WASHINGTON—When President Bush signed legislation Wednesday to extend lower tax rates for capital gains and dividend income through 2010, he suggested that his tax cuts are behind a surge of new revenue into the Treasury, and implied that it's enough to offset the revenue lost by these reductions.
At a ceremony on the White House lawn, Bush said his tax cuts had helped the economy grow, "which means more tax revenue for the federal Treasury."
That's just not true. A host of studies, some of them written by economists who served in the Bush administration, have concluded that tax reductions mean less money for the Treasury.
The cuts Bush extended Wednesday will cost the Treasury an estimated $70 billion over five years. They may help spur economic growth, but they still lose more revenue than they generate. And unless they're matched by lower federal spending, they worsen federal budget deficits.
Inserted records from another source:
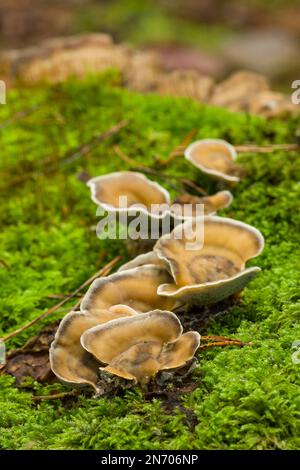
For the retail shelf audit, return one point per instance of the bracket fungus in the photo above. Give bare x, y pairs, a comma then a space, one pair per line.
214, 157
69, 361
140, 193
214, 270
138, 347
135, 287
211, 204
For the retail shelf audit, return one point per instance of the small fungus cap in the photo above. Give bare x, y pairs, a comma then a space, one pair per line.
69, 361
136, 287
216, 269
141, 193
215, 157
136, 348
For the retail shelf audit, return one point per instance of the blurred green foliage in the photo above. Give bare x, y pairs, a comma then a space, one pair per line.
246, 398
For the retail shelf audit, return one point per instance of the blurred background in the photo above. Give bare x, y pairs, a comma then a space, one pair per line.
214, 37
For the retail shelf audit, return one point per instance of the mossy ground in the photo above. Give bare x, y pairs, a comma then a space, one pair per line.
245, 398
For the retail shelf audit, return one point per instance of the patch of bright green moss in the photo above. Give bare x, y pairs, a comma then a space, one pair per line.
246, 398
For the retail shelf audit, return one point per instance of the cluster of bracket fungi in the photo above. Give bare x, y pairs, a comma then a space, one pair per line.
126, 325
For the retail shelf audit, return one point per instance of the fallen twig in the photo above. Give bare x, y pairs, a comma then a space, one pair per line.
267, 148
87, 147
55, 396
103, 272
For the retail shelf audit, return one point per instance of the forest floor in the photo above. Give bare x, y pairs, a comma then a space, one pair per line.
237, 398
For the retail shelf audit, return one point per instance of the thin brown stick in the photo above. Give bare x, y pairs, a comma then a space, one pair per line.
82, 150
217, 338
224, 343
102, 272
60, 296
267, 148
55, 396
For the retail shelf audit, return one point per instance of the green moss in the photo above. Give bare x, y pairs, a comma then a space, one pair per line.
246, 398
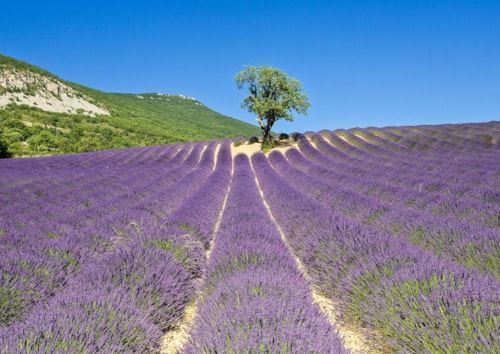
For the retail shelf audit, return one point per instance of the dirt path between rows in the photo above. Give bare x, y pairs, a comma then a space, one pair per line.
355, 339
174, 340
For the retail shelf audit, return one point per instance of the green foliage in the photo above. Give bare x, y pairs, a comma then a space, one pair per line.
253, 140
134, 120
273, 95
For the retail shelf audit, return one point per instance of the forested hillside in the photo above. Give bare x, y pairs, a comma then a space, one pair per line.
41, 114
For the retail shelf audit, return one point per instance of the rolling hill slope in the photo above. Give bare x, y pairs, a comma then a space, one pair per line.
41, 114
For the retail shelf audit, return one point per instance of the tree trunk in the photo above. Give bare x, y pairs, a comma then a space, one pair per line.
266, 130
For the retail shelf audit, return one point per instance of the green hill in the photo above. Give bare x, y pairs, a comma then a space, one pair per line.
41, 114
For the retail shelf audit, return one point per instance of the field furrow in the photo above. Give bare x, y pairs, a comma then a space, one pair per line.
361, 240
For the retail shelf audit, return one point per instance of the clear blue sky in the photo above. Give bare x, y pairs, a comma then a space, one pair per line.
362, 63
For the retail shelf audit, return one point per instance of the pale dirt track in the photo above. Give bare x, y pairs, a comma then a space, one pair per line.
355, 339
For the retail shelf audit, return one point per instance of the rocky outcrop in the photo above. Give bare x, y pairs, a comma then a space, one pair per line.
44, 92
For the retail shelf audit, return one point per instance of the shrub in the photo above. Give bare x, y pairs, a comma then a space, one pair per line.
296, 136
239, 141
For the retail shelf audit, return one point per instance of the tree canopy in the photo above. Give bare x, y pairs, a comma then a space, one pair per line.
272, 95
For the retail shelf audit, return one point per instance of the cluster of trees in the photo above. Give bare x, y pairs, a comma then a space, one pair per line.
56, 134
To be sure, tax revenues grew by $274 billion in 2005, a 15 percent increase over the previous year, and receipts are growing this year too.
But does that mean the president's 2001 and 2003 tax cuts generated enough additional revenue to pay for themselves?
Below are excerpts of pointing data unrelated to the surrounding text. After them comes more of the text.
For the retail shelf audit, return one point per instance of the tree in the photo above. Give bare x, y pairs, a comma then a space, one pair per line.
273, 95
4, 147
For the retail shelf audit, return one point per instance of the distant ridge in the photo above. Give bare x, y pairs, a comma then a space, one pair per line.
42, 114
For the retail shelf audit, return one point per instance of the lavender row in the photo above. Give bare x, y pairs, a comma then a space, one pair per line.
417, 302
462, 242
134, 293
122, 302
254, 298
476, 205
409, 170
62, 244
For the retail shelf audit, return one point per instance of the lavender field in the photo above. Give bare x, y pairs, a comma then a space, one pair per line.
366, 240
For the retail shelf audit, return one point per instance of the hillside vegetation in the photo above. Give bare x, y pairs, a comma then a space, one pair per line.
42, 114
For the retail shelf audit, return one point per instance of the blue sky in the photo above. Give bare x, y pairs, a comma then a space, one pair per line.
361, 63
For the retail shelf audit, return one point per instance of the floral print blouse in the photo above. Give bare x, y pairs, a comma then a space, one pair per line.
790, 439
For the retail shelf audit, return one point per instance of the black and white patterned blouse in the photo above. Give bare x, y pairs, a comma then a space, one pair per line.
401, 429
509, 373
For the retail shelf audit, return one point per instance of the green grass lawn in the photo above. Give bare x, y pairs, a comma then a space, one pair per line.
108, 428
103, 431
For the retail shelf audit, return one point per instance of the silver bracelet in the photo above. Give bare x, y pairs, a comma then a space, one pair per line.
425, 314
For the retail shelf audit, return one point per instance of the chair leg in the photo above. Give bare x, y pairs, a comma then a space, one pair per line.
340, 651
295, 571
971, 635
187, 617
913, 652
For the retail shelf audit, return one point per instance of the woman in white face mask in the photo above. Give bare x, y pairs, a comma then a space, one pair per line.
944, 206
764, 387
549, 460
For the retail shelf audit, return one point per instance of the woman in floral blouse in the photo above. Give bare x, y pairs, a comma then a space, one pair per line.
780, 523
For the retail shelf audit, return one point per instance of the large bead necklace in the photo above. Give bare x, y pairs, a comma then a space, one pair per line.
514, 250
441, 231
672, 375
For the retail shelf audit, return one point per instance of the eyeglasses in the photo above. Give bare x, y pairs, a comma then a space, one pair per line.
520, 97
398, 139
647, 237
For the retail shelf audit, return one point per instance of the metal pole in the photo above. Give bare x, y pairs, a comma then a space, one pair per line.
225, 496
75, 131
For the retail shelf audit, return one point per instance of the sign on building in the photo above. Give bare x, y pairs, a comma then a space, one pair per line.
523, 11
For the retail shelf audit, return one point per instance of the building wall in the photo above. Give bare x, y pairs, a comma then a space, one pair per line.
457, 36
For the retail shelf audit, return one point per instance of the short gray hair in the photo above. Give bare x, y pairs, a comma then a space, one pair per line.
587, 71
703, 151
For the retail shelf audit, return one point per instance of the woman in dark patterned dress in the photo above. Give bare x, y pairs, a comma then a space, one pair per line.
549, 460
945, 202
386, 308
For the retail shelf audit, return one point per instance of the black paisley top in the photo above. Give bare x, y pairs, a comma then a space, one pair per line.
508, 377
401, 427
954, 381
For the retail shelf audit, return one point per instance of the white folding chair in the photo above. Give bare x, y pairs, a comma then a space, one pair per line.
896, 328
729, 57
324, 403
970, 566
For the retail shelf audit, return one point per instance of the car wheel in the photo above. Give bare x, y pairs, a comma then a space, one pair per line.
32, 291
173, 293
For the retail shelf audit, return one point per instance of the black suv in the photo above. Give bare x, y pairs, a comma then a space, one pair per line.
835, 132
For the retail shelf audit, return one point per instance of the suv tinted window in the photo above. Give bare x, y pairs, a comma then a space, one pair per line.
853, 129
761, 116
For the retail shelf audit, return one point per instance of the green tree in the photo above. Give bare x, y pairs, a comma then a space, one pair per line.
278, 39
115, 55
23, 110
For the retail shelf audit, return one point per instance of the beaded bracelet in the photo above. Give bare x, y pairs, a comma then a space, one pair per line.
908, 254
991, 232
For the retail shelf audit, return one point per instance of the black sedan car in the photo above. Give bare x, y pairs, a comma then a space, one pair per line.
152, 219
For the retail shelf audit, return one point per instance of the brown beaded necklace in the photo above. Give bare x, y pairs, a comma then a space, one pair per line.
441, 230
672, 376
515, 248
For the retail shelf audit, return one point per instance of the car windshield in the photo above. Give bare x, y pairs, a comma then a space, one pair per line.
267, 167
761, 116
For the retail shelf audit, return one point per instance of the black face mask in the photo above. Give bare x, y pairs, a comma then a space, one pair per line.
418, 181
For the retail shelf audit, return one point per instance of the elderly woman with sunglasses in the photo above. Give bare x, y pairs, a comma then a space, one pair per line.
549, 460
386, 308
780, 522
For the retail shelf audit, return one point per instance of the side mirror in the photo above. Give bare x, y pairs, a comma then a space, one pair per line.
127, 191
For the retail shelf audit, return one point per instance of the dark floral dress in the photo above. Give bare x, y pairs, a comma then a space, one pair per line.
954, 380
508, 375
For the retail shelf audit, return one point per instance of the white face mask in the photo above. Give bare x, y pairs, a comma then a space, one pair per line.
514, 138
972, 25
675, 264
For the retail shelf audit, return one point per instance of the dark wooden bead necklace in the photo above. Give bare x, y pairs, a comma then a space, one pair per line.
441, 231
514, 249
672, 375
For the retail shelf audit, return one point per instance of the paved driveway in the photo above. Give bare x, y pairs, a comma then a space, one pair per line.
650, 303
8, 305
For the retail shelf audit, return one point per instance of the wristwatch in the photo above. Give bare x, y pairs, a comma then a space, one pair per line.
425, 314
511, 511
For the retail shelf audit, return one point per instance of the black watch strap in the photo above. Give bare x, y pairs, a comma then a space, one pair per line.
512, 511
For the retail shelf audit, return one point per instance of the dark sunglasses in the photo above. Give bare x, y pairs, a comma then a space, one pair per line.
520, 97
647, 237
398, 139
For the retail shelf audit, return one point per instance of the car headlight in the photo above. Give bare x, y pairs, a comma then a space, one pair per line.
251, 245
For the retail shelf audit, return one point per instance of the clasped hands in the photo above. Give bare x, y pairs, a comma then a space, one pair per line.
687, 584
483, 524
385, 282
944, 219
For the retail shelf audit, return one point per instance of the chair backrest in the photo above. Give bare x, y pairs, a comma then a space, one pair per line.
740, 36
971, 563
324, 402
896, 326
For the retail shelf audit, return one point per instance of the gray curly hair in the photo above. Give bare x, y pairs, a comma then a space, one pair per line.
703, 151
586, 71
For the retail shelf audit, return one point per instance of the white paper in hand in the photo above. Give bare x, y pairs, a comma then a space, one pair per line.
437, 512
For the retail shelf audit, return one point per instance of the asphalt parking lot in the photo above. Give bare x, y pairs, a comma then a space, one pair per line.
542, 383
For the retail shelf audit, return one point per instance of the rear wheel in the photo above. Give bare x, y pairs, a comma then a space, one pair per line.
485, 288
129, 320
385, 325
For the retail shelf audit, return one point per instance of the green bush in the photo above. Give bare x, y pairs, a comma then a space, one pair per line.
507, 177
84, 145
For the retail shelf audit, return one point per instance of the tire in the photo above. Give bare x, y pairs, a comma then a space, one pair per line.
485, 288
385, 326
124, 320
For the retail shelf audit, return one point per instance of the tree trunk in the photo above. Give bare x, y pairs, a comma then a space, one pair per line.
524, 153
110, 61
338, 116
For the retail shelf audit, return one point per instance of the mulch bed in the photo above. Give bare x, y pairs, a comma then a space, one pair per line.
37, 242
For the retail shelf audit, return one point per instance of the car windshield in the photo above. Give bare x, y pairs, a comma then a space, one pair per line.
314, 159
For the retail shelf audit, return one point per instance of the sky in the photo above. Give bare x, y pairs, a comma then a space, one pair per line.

"No," said Douglas Holtz-Eakin. He was the chief economist for Bush's Council of Economic Advisers in 2001 and 2002, then the director of the nonpartisan Congressional Budget Office until late last year.
Holtz-Eakin said other factors were behind the surge in tax revenues. One is that revenues rise as the population and the economy grow. Revenues would have risen in the post-2001 economic recovery with or without tax reductions, just as they did in the `90s.
Treasury Secretary John Snow conceded Tuesday that the much-touted tax cuts for capital gains and dividend income don't drive today's strong economy.
Asked by Knight Ridder if the tax reductions paid for themselves, Snow acknowledged that they don't. He also acknowledged that economic growth and stock market gains were strong in the late 1990s, when the capital-gains tax stood at 20 percent and dividend income was taxed at rates as high as 38.6 percent.
Bush and Congress cut both to 15 percent in 2003; the legislation that the president signed Wednesday extended that rate through 2010.
Still, Snow said, given a choice between good economic performance with high taxes or with lower taxes, "I'll vote for the good performance and the lower taxes every time."
But if the president's tax reductions have spurred the economy to grow larger than it otherwise would have, haven't they generated some more revenue to offset their cost?
A Harvard University paper last December concluded that up to 50 percent of a cut in capital-gains taxes would flow back to the Treasury in new revenues.
"The feedback is surprisingly large," concluded N. Gregory Mankiw, the study's co-author. He headed Bush's Council of Economic Advisers from 2003 to 2005.
Mankiw's study also concluded that the Treasury payback would be 17 percent of the tax-cut's cost if the reduction were on wages instead of capital.
That's in line with a December study by the CBO. It looked at a hypothetical 10 percent cut in income-tax rates. It concluded that up to 22 percent of the lost revenue could be regained over five years, and up to 32 percent over five more years.
But paybacks of 50, 17, 22 or 32 percent still mean a net revenue loss for the Treasury.
That doesn't mean that economists oppose reducing taxes on capital gains and dividends. They just want them to be balanced so they don't worsen budget deficits.
"I'd be quite in favor of such cuts, if you made up for them with other revenue increases or spending cuts," said Rudolph Penner, who was the CBO director from 1983 to 1987.
But that hasn't happened.
The federal budget held a $236 billion surplus in fiscal 2000. After Bush's 2001 and 2003 tax reductions, it went into annual deficits, peaking at $412 billion in fiscal 2004. This year's is projected to be about $300 billion.
(c) 2006, Knight Ridder/Tribune Information Services.